Murakami and a world of metaphors

What lies behind the strangeness of Haruki Murakami’s recently re-released The Strange Library? You decide…

By Enid Parker - Senior Sub Editor

  • Follow us on
  • google-news
  • whatsapp
  • telegram

Published: Fri 17 Apr 2015, 9:40 PM

Last updated: Thu 25 Jun 2015, 7:47 PM

The realm of Haruki Murakami introduces readers to something beyond the obvious, and sometimes, beyond one’s scope of imagination. There is a recurrent theme of loneliness in his works, which rears its head once again in The Strange Library.

Murakami’s American publisher recently put out a stand-alone edition of the 2008 novella, in a new trade paperback designed by Chip Kidd, who has been designing Murakami covers for years.

The new illustrations add a degree of extra strangeness to a decidedly eerie tale — a sinister greenish eye, a big bug, a cruel old man. But then again, whether you find the tale eerie, compelling, or just another one of Murakami’s indulgences, depends on your state of mind. What’s impossible to ignore however, is the hypnotic quality of his writing, which draws you in so deeply, you end up becoming a part of the strange library yourself.

I like to believe I know what Murakami is talking about when he sends a young bibliophile through a maze of corridors in the basement of a city’s public library, towards his apparent doom.

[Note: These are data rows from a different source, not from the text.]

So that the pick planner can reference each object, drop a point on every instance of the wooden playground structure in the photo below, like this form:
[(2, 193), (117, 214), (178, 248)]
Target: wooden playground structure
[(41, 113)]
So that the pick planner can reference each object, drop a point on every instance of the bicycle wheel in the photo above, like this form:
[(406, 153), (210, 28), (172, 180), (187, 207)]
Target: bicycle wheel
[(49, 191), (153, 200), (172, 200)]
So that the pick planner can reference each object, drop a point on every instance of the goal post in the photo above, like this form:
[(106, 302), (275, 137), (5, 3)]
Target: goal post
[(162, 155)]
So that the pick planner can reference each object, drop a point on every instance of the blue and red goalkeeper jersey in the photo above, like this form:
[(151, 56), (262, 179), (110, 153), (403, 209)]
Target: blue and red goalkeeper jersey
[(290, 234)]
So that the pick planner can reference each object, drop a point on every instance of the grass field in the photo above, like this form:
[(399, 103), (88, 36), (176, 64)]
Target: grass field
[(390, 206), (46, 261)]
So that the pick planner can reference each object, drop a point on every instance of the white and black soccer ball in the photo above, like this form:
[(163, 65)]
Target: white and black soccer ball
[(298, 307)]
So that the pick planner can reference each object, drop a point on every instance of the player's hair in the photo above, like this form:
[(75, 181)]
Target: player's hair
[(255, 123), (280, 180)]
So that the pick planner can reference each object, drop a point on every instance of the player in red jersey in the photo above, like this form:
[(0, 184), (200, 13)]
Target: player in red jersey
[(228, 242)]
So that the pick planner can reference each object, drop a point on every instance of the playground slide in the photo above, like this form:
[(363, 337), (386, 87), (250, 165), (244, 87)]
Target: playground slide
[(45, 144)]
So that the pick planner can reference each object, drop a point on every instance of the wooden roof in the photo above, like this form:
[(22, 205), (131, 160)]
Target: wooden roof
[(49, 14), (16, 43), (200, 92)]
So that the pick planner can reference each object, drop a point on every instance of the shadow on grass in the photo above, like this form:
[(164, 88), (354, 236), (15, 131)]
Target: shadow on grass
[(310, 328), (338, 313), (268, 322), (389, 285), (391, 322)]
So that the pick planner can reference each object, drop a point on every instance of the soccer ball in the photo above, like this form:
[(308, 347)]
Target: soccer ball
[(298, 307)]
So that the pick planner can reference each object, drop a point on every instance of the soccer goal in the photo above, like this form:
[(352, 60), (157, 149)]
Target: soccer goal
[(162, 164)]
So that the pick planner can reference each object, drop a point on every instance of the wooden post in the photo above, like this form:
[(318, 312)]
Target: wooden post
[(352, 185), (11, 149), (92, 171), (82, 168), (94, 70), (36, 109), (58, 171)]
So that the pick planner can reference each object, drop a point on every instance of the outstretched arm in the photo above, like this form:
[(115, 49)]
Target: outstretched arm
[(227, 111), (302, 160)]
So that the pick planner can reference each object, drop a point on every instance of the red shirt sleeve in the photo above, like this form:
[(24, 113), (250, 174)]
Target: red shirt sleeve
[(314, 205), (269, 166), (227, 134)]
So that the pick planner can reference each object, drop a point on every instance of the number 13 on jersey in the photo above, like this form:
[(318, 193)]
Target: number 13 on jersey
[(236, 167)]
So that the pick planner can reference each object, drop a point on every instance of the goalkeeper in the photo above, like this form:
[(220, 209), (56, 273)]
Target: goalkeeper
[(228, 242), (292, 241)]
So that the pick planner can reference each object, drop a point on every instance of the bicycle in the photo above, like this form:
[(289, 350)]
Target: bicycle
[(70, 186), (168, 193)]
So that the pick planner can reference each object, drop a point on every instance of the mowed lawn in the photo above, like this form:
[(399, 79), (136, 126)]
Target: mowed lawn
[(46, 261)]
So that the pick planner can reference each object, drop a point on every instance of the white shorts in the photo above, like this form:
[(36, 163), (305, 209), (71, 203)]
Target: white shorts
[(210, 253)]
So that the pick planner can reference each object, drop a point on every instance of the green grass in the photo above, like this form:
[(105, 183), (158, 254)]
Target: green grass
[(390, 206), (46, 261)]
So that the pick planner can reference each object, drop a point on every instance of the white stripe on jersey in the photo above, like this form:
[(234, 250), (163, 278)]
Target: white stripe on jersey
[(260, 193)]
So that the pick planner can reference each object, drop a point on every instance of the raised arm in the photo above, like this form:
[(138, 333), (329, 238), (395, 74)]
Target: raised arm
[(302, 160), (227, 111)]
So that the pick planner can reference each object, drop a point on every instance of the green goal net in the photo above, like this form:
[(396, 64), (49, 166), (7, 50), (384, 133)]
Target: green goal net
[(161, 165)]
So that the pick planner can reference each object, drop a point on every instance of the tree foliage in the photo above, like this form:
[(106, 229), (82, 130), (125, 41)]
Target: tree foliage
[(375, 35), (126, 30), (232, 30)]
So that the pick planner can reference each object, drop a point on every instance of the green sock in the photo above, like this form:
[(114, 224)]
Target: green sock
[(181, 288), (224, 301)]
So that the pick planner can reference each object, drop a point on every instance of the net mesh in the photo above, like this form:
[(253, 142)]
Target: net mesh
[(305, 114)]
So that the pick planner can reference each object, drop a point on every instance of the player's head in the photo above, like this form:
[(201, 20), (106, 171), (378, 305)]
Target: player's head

But the truth is I don’t. Having read The Strange Library twice over, I’m still wondering what exactly to make of it.

The story begins innocuously enough, with a boy evidently fond of reading, returning some books to a library. Upon asking for new books, he is directed to room 107 where he meets a stern and pushy old man (a metaphor for authority figures in life perhaps?) who sends him deep into the basement of the library, where he ends up becoming imprisoned.

I had a couple of questions at this point — he’s obviously never been to room 107 before. So, why did the librarian direct him there without even asking for the names of the books he wanted? He obviously must have asked for books before, and the librarian must obviously have found them.

But what I’ve learned over a period of time spent devouring novels like Norwegian Wood and Sputnik Sweetheart is that it is pointless questioning Murakami, or expecting the obvious and a neat conclusion. So we just play along. If his characters are behaving oddly and things don’t add up, there is definitely a very good reason behind it. Don’t hold your breath for the famously reclusive author to clear your doubts though.

In an imaginary interview, he tells me to draw my own conclusions.

The story itself could be a metaphor for life, and how it binds us with its restrictions. But are some of these restrictions self-imposed? These are the questions that come to mind when you begin reading The Strange Library.

If the boy hadn’t been prone to taking orders (as a lot of us are in life), if he hadn’t been literally threatened into going down to the basement, he could have escaped imprisonment.

The unpredictability of existence is also an element at play here, as a character with a seemingly straightforward life ends up in an increasingly bizarre situation, where he meets people who may or may not be real.

While bizarre is commonplace in real life, imaginary acquaintances are not, and we wonder if Murakami is doing all this just to reinforce his trademark theme of loneliness.

Whatever be the reasoning behind The Strange Library, you may come to the conclusion that it’s best to just wallow in its weirdness. Books, like life, don’t always have to make sense.